Gene expression studies

First, the total RNA was extracted from cell-seeded scaffolds and 2D cultures using the Direct-zol RNA MiniPrep kit followed by reverse-transcription of the extracted RNA to synthesize cDNA using random primers, M‐MLV reverse transcriptase (Promega) on a thermal cycler (Applied Biosystems). Next, we performed real-time polymerase chain reaction was using cDNA, SYBR Green dye, forward primer, reverse primer on a 7500 Fast Real-Time System (Applied Biosystems). The thermal profile used for the run was comprised of a holding stage (2 min at 50 °C, 10 min at 95 °C) and a cycling stage (40 cycles of 15 s at 95 °C, and 1 min at 60 °C). The mRNA expression of Neural-Wiskott-Aldrich syndrome protein (N-WASP), cell division control protein 42 homolog (CDC42), ARP2, ARP3, cortactin (CTTN), E-cadherin (CDH1), and cofilin-2 (CFL2) were quantified and normalized to housekeeping gene glyceraldehyde-3-phosphate-dehydrogenase (GAPDH).
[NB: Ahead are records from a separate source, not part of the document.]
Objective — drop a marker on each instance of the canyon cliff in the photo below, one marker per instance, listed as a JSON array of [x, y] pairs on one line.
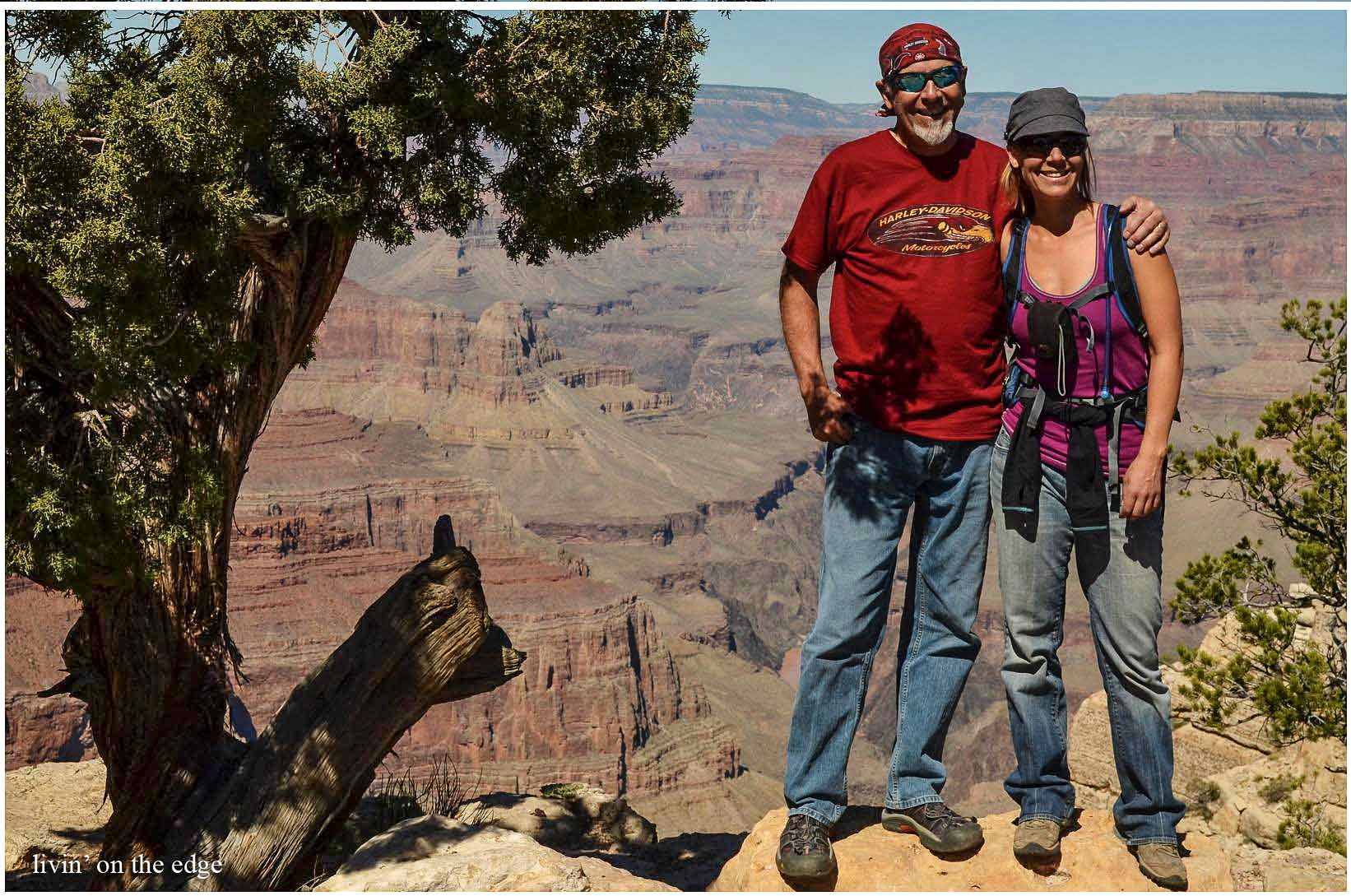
[[620, 441]]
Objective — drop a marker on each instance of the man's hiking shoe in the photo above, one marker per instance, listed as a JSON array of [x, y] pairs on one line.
[[1161, 864], [940, 829], [1038, 839], [804, 849]]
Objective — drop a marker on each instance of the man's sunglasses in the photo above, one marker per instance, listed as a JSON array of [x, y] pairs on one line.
[[1043, 143], [915, 81]]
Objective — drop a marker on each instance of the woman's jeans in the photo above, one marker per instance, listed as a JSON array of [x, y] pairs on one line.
[[870, 485], [1124, 612]]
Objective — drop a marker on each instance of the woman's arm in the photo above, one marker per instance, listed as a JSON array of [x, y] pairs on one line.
[[1142, 488]]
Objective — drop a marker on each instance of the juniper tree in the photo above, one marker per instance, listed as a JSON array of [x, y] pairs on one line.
[[176, 231], [1298, 491]]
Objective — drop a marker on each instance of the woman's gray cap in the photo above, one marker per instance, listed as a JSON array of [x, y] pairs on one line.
[[1050, 109]]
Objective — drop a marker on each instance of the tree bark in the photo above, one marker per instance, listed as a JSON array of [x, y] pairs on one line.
[[262, 810], [151, 654]]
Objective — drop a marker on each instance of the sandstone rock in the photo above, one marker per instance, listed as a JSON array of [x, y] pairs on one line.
[[568, 815], [1243, 809], [873, 858], [1298, 869], [1201, 752], [54, 809], [46, 730], [434, 853], [545, 820]]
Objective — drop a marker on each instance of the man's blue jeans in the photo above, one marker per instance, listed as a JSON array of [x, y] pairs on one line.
[[1124, 614], [870, 485]]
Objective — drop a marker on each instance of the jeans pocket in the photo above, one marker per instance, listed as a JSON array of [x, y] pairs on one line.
[[1003, 441]]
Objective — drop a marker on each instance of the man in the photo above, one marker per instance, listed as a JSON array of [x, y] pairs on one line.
[[911, 218]]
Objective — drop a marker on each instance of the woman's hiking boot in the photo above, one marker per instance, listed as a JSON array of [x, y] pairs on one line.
[[940, 829], [804, 849], [1038, 841], [1161, 864]]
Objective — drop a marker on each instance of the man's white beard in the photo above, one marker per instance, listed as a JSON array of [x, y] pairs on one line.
[[932, 132]]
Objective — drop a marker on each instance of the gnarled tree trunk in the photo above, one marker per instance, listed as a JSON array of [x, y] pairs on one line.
[[151, 660]]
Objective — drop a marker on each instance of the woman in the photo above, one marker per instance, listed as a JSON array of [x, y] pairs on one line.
[[1089, 342]]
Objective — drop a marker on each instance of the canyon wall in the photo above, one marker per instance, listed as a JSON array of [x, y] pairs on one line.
[[620, 441]]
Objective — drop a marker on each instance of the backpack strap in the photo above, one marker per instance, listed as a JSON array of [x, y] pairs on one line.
[[1119, 276], [1014, 267]]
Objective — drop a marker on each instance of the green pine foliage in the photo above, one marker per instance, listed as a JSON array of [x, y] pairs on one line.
[[1298, 687], [1305, 826], [185, 134]]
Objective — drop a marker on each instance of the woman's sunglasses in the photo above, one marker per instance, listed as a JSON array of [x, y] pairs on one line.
[[1043, 143], [915, 81]]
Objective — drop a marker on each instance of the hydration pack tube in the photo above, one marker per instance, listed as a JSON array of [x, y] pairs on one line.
[[1121, 280]]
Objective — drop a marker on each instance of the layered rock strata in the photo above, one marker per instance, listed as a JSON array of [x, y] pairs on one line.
[[320, 534]]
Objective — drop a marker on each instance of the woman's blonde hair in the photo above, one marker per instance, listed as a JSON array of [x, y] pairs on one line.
[[1018, 193]]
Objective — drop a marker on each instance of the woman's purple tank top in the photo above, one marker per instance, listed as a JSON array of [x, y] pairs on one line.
[[1130, 364]]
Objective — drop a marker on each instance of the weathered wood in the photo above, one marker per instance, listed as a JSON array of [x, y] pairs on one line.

The relative expression of mRNAs was determined using the comparative Ct method (2−ΔΔCt). Table S1 lists the sequence of primers used. All the experiments were repeated on triplicate samples.

Immunofluorescence staining

Cells grown on scaffolds and 2D cultures were fixed with paraformaldehyde, 4% in PBS for 30 min, permeabilized with TritonX-100, 0.2% in PBS for 5 min, and blocked with FSG, 0.2% in PBS for 45 min. The samples were then incubated overnight at 4 °C with primary antibody diluted in a blocking buffer (0.2% FSG in PBS containing 0.02% Tween20) at a dilution of 1:150. Next, the samples were incubated with Alexa Flour 488 conjugated secondary antibody corresponding to the origin of the primary antibody used for 45 min at 25 °C. The actin cytoskeleton and Nuclei were stained with Rhodamine Phalloidin and DAPI, respectively. The stained samples were observed under Zeiss AxioObserver.Z1 LSM 700. Images were processed with ImageJ software and the quantitative analysis of both F-actin and α-tubulin fluorescence was performed on at least 5–6 cells for each sample evaluated by calculating the corrected total cell fluorescence (CTCF) of each signal as follows:

CTCF = Integrated density of selected cell—(Area of selected cell × Mean fluorescence of background).

Statistical analysis

Data are reported as mean ± SD. Statistical significance (p-value) among multiple comparisons was determined using one-way ANOVA followed by the post hoc Tukey test, whereas Student’s unpaired t-test was used to determine statistical significance (p-value) between two groups, using GraphPad Prism v7.04. p < 0.05 was considered statistically significant.